The only exception to that is when Dad told stories. My Dad liked good stories. When I was younger he used to read to me or make up stories to tell. At Christmas, our family gets together and the highlight for us isn’t the presents or the food, but the stories that Dad, Uncle Bill, and the rest of the family tell about growing up and times past. Our favorite story is the one about my Uncle Bill peeing on my Dad’s head. They were at a train trestle and my uncle was on top of the trestle and had to go to the bathroom. My Dad comes walking under the trestle and lifts his hands up, surprised to see it’s raining. Then he looks up to see his brother peeing on his head. My Dad was on a bike and my Uncle was running and Uncle Bill barely beat Dad into the house. He locked himself in the bathroom until Dad’s anger subsided. Now, you might think that story is unusual, but there are all kinds of stories about my Dad that are just as entertaining: there’s the time he got chased by a wild boar, the time he and some friends tried to roll a car over at the school, the time he hit a buffalo, the time he got shot with a bullet at work, and you get the picture.
I loved my Dad. All of us did and I know he loved us. Unless he was working, he never missed one of us kid’s baseball, softball, basketball, football games or soccer matches. He came to almost all of my plays, even the musicals and he didn’t like musicals very much. I know Dad had his faults, but we all do. As the Bible says, “All have sinned and fallen short of the glory of God.” (Rom: 3:23).
I am extremely grateful to Dad. He showed me what it is for a father to love his son, his children, his family, his friends. I don’t know if he ever realized it, but in doing so he also showed us all how God loves each of us.
Jesus said that, “As I have loved you, so you must love one another. By this all men will know that you are my disciples, if you love one another.” (John 13:34b-35). There can be no question of my Dad’s love for us and though he was a quiet, simple man, he lived a life that Paul commanded believers in Thessalonica to do, “Make it your ambition to lead a quiet life, to mind your own business, and to work with your hands, just as we told you, so that your daily life may win the respect of outsiders and so that you will not be dependent on anybody (I Thes. 4:11-12). That is how my Dad lived. He lived a quiet life. He tried to mind his own business and he did win the respect of outsiders as apparent by all the people who were here last night and today to pay their last respects. He loved us and though he didn’t speak about it much, he loved God.
As I think about my Dad, I think his greatest regret is the pain that his unexpected death has caused everyone. Dad never wanted to cause anyone or anything any pain, be it a person or animal. Dad was full of life and if he had his druthers he would have stuck around a lot longer so there wouldn’t be so much pain and sorrow for us.

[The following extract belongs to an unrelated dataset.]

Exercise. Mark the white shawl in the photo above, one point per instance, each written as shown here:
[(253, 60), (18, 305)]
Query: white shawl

But as Solomon wrote, “no man knows when his hour will come,” (Eccl. 9:12a). Only God knows that.
I know that my Dad is in a better place. He’s partying with Jesus now. I also know that it is partly because of my father’s love for me, his family, his friends; that I was able to meet Jesus. And I will, therefore, see my Dad one day again.
“Where, O death, is your victory? Where, O’death is your sting?...But thanks be to God! He gives us the victory through our Lord Jesus Christ.” (I Cor. 15:56-57). Amen.